Yes, you can mitigate the danger with the right equipment and supervision (such as having safety catches and a spotter), but training to failure will always carry higher inherent risks. And the effort (spotting), time (set-up, extra warm-ups), and money (equipment) required to consistently train to failure is simply excessive… why waste it?

There are useful ways to train to failure that (mostly) avoid the pit-falls discussed. Drop-sets are a great example: if you are doing a light exercise (like tricep rope extensions), you can start with the weight you would normally do for 10 reps and do 8, then drop the weight down a peg on the cable machine and do another 6-8, then drop the weight again, repeating the process until you’re using a very light weight and cannot reach 6-8 reps anymore. Here, you’ve successfully trained to failure, but with a relatively safe exercise and with such a light weight that it’s very unlikely you’d be injured.

TAKEAWAY: Training to failure can be dangerous and is not necessary for muscle gain. Incorporating drop-sets into your training are a safer way to train to failure.

 

Building a training program for muscle-growth doesn’t have to be complicated.
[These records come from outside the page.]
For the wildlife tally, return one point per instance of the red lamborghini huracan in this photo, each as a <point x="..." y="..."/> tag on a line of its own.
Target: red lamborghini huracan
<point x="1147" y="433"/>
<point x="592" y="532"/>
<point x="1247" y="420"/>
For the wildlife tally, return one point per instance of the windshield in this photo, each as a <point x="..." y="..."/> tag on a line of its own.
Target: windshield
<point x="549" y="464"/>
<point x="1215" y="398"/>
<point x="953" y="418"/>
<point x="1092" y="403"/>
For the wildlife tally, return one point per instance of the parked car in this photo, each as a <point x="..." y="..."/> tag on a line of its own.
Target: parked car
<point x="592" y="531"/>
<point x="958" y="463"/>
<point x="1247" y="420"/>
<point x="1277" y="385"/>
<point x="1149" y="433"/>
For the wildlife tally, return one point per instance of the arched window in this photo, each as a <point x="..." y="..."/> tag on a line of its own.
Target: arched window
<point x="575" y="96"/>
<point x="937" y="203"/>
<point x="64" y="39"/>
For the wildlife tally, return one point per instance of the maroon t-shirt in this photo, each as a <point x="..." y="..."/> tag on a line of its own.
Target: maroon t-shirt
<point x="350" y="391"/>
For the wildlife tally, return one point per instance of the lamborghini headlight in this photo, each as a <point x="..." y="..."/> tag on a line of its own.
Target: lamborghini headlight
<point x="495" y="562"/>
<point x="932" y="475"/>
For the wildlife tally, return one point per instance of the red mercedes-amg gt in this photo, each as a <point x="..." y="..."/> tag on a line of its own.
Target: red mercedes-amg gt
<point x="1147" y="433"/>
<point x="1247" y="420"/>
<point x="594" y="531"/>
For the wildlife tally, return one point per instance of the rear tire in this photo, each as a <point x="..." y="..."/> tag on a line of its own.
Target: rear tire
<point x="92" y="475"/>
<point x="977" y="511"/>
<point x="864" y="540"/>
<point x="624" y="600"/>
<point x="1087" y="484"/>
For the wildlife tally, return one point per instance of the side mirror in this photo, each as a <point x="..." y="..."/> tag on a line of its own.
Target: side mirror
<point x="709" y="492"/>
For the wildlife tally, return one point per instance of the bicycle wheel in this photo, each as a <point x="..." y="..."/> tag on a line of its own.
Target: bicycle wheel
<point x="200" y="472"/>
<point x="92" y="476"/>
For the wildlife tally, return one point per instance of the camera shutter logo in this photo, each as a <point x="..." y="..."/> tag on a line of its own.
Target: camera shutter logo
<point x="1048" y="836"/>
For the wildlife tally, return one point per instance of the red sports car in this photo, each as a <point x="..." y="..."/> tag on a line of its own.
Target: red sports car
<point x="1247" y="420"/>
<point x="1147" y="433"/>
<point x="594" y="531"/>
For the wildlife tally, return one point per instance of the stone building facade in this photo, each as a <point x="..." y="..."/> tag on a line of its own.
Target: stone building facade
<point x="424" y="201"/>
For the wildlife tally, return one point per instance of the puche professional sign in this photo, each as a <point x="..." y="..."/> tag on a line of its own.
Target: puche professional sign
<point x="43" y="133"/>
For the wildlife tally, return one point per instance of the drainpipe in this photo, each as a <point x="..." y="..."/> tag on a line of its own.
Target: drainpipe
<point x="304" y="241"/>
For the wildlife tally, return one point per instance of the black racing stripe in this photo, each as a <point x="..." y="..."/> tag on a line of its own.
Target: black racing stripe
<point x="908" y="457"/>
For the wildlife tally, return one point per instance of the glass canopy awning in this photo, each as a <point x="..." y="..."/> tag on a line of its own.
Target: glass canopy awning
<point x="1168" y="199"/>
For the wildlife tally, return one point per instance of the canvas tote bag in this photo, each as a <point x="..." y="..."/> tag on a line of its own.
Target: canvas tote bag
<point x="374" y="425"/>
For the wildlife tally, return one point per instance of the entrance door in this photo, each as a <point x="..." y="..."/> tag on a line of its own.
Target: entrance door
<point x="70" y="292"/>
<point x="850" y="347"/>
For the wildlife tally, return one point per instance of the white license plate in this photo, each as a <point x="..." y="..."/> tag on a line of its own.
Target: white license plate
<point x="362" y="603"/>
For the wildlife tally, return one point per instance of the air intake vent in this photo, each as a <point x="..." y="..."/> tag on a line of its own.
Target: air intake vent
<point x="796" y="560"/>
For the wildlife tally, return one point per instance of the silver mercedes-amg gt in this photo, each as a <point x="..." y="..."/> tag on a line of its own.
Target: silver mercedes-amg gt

In fact, the more you learn about the process, the more you should realize that many of the dogmatic “rules” you’ve been told to follow (long sessions, short rest-periods, training to failure, cutting cardio) don’t matter as much as you thought. Instead, focusing on the core ingredients of mass-building—the right exercises, training splits, rep schemes, and progressions—will keep you training and growing for years to come.

Parts 1 and 2 of this series should have answered most of the basic questions about how to follow this road. If you’re curious about how quickly these strategies will help you gain muscle, check out “How Quickly Can You Gain Muscle Naturally?“. Many swift gains to you.

 

 

References:
[1] Amirthalingam T, Mavros Y, Wilson GC, et al. Effects of a modified German volume training program on muscular hypertrophy and strength. J Strength Cond Res. 2016 Nov; (e-publication ahead of print).
[2] Leveritt M, Abernethy PJ, Barry BK, et al. Concurrent strength training and endurance training. Sports Med (1999). 28(6): 413-427.
[3] Bell G, Syrotuik D, Socha T, et al. Effect of strength training and concurrent strength and endurance training on strength, testosterone, and cortisol. Journal of Strength & Conditioning Research (1997).
[4] Damas F, Phillips SM, Libardi CA, et al. Resistance training-induced changes in integrated myofibrillar protein synthesis are related to hypertrophy only after attenuation of muscle damage. J Physiol. 2016 Sep; 594(18): 5209-5222.
[5] Schoenfeld BJ, Pope ZK, Benik FM, et al. Longer interset rest periods enhance muscle strength and hypertrophy in resistance-trained men. J Strength Cond Res. 2016 Jul; 30(7): 1805-1812.
[6] Schoenfeld BJ. The mechanisms of muscle hypertrophy and their application to resistance training. Journal of Strength & Conditioning Research (2010). 24(10): 2857-2872.
[7] Willardson JM. The application of training to failure in periodized multiple-set resistance training programs. Journal of Strength & Conditioning Research (2007). 21(2): 628-631.